Similar to facial coding above, this method provides meaning behind micro expressions. You can measure the emotions users have while they use your site or app. For instance, a furrowed brow while searching for an option showing confusion is detail that could not be picked this up with screen capture alone.

Part 2: Analysing Video Data

So you’ve captured your video, now you need to understand its contents.

Here are some of the AI-powered analytics tools that make light work of analysing video data.

Analysing Video Content
Photo by Ryan Snaadt on Unsplash

Automated Transcriptions

Many platforms provide automatic transcriptions for videos uploaded. This can be incredibly useful, especially if there are large quantities of video to analyse. This then allows you to use text analytics tools to help you navigate themes. If this is coupled with features that automatically time stamp quotes to the video then you can easily watch back pertinent points.

Automated Translations

This is a great feature if you are running video research in a variety of markets. Automated translations work in a similar way to automated transcriptions, but instead help you review all the content across the different markets in your native language.

This is sometimes offered alongside subtitles, which can be great for show reels that demonstrate different responses across multiple markets.

Facial / Emotion Coding

This looks at the different video and identifies key emotions throughout the clip by analysing facial expressions. If the platform allows, you can then find moments where this emotion has been exhibited and review the context in which it was felt. Additionally, you can see what percentage of your participants have the same emotions by topics, or filter responses based on that emotion.

Object Recognition

Object recognition identifies objects within a video, such as products, brands, or items. It can also help you understand the context in which the object was shown.

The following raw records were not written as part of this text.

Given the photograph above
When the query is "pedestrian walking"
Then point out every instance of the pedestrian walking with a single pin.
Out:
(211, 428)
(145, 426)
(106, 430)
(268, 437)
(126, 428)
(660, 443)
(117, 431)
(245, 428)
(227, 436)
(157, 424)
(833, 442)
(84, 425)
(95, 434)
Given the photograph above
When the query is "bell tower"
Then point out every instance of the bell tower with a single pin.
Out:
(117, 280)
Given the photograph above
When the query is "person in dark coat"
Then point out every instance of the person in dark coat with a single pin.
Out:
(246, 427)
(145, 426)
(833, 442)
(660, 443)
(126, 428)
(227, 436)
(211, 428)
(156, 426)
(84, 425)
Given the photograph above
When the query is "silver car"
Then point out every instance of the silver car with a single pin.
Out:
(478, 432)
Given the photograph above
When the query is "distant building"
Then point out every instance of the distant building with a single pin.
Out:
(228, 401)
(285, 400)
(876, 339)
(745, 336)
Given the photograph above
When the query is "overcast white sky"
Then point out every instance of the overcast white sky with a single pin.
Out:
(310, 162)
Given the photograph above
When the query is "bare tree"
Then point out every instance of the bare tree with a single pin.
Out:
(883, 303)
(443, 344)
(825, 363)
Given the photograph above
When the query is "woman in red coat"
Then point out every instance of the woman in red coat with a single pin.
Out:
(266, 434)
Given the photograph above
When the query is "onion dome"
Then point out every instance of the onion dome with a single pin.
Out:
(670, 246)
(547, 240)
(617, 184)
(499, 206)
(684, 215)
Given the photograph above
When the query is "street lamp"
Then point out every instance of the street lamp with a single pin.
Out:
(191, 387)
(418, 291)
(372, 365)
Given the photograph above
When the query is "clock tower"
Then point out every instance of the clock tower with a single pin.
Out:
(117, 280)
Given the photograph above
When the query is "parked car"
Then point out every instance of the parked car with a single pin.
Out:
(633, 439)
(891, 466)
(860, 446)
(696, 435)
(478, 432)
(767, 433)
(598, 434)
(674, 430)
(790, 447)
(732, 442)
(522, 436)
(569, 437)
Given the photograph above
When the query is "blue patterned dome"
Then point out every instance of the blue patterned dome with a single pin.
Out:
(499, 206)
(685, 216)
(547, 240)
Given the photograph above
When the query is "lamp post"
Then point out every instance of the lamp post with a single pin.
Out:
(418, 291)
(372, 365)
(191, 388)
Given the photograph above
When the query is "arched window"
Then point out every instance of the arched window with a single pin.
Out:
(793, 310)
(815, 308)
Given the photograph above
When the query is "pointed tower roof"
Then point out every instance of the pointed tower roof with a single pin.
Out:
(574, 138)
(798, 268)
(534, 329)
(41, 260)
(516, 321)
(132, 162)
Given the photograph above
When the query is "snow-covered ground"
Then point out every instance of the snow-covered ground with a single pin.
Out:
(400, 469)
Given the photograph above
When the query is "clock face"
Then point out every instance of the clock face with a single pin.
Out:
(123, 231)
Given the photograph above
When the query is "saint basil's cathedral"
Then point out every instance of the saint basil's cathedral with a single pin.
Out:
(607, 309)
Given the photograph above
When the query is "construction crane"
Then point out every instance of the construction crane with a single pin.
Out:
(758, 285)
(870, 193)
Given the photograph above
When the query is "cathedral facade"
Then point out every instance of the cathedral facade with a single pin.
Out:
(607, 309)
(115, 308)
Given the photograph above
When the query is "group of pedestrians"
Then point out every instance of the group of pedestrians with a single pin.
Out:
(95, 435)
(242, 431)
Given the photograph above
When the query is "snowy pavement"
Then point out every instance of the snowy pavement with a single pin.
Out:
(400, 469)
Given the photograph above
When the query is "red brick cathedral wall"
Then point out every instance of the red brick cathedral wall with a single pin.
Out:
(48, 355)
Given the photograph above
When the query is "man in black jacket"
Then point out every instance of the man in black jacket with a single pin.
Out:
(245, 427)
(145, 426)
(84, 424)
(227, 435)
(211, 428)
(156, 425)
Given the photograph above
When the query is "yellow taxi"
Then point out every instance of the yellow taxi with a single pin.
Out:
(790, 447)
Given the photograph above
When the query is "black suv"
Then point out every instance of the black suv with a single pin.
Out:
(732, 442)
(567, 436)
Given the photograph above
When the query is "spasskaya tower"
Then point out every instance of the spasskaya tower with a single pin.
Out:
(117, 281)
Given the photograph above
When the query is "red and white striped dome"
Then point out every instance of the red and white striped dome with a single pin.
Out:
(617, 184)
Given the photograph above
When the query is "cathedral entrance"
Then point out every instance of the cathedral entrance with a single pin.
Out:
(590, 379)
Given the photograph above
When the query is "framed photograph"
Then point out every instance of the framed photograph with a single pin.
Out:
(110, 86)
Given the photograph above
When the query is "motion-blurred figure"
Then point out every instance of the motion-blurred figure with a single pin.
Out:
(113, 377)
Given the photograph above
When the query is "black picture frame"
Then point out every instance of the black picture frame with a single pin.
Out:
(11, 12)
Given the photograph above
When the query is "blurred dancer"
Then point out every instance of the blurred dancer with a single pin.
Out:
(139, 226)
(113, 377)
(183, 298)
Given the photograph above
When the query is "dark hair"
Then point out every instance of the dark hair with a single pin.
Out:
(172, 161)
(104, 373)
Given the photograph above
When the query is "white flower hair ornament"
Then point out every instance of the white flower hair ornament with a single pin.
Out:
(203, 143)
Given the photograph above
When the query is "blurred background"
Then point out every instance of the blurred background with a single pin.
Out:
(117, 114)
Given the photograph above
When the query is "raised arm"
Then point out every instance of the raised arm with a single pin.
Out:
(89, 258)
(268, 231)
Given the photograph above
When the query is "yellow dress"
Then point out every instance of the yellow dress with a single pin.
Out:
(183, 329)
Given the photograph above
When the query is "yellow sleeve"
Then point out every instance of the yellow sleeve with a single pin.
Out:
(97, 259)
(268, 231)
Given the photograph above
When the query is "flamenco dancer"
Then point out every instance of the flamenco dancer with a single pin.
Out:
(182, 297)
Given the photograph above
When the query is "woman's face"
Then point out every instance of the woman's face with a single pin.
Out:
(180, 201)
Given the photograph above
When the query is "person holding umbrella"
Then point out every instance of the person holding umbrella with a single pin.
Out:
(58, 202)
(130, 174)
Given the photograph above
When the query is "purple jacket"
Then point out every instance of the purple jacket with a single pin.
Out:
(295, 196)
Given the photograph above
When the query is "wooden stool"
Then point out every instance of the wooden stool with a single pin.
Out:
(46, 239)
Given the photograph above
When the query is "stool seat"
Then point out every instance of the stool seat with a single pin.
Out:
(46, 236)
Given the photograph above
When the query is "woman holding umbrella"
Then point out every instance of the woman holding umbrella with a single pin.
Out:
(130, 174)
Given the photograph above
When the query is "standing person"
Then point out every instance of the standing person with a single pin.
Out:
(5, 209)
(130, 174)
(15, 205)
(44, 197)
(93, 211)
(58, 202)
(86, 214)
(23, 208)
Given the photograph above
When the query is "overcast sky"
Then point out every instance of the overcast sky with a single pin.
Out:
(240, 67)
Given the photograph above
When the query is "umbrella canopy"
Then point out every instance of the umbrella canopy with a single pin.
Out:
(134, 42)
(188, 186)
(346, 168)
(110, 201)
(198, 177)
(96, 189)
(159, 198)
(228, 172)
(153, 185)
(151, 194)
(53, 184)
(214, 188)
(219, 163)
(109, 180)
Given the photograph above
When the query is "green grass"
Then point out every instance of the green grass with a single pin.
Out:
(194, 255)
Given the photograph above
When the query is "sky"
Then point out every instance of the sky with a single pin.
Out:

This is very useful for a range of different video research. It is great for diary studies, by measuring the different products that are shown. For in-store video monitoring, it can identify which products customers put in their basket or pick up to look at.

This, again, makes it quicker and easier to find what you are looking for. It can also measure the number of times an item has appeared in video helping to quantify unstructured data.

Sentiment Analysis

While facial coding looks at expressions to understand how people implicitly feel, sentiment analysis measures how they explicitly feel by analysing language.

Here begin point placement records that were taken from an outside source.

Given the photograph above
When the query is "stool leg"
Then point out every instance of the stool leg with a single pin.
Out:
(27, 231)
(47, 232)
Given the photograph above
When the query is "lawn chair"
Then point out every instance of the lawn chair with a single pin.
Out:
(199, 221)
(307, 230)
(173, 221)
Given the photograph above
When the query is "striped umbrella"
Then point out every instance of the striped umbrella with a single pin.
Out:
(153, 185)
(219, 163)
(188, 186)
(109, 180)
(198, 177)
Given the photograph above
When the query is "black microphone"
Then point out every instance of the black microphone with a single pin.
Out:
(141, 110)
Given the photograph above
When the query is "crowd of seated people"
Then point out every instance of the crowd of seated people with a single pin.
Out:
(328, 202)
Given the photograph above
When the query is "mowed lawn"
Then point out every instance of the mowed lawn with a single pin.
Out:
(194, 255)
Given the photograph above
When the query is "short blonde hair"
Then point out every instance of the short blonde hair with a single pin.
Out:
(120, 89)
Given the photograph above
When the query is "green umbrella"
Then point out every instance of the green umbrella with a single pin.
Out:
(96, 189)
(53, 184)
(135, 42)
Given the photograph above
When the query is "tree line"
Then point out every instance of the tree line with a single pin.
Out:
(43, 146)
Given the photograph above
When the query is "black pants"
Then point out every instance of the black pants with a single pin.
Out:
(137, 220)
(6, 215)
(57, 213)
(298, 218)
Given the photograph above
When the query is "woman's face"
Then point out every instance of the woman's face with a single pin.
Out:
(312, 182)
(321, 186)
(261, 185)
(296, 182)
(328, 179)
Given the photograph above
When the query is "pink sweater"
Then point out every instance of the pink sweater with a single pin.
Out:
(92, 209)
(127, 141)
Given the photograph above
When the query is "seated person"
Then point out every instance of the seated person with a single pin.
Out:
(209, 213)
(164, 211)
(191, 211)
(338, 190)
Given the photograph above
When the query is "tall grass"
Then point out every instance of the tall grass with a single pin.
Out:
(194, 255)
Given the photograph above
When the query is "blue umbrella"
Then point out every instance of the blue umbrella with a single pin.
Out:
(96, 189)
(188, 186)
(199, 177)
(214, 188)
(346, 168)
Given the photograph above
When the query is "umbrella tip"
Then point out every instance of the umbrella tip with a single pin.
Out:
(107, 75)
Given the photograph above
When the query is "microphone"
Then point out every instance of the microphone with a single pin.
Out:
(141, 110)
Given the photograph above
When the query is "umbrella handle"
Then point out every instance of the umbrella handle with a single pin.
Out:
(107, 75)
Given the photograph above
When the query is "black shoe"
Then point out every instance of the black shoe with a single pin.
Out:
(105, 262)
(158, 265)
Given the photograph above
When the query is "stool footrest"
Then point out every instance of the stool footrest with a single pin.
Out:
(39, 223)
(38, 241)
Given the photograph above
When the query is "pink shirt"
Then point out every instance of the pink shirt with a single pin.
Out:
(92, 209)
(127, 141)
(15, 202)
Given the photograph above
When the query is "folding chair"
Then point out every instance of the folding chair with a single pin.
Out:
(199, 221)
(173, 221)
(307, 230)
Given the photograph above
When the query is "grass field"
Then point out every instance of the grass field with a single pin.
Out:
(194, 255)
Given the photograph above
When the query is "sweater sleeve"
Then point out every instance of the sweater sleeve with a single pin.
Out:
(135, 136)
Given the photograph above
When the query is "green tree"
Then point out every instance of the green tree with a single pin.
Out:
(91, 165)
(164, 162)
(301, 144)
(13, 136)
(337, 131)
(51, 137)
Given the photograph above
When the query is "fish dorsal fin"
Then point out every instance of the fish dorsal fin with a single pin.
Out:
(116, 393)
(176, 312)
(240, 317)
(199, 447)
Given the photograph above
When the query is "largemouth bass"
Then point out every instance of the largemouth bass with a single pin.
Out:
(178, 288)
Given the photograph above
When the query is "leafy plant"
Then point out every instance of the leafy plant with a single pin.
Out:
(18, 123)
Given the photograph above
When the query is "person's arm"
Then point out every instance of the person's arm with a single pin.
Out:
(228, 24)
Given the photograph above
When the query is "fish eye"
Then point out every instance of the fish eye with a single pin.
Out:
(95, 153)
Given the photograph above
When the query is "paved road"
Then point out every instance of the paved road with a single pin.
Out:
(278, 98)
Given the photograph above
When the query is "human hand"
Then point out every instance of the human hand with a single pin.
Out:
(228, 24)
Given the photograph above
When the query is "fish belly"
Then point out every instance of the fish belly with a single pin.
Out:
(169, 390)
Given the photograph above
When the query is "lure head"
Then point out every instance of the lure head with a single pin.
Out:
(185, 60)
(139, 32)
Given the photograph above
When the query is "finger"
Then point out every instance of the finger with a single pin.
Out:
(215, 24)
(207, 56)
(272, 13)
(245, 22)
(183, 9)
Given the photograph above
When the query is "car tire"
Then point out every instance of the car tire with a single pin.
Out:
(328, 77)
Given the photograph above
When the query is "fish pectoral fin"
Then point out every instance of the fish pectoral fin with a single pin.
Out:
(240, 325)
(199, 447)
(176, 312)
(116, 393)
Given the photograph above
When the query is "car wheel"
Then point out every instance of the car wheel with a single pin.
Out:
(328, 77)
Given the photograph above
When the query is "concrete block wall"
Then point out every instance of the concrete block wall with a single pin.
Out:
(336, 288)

It can show how positively or negatively someone talks about certain topics. It can sometimes be very granular, for instance a person might speak positively about a category, but negatively about a specific product.

Sentiment analysis can give you an overview which helps summarise your data.

Part 3: Video Research Outputs

Once you’ve analysed your video research data you’ll want to create outputs that help tell impactful stories to your stakeholders. There are two main avenues for this.

Video Presentations
Photo by Alex Litvin on Unsplash

Video Presentation

I once heard that video for research can either be used for exploration, or for presentation. That is no longer the case.

The Field Notes platform helps create high quality user generated content (watch the demo here). It gives clear instructions to participants about how to make good videos, meaning content can be used to provide insight on a topic and to illustrate your story.

Additionally, Medallia’s LivingLens has a built-in feature which allows you to put together and edit show reels with video excerpts from a range of research participants, making video editors out of us all.

Creating an illustrative video montage is a great use of this data. Video is more compelling and more memorable than traditional presentations, and plays to the strengths of the method.

Reporting

You can also use the data that you have gathered to create compelling presentations. Many platforms will offer a range of exportable outputs such as quantitative charts, word clouds, sentiment analysis data, segmentations, and illustrative clips.

These can all add a lot of depth to your video research and help summarise the wealth of information that you may have gathered in an easily digestible format.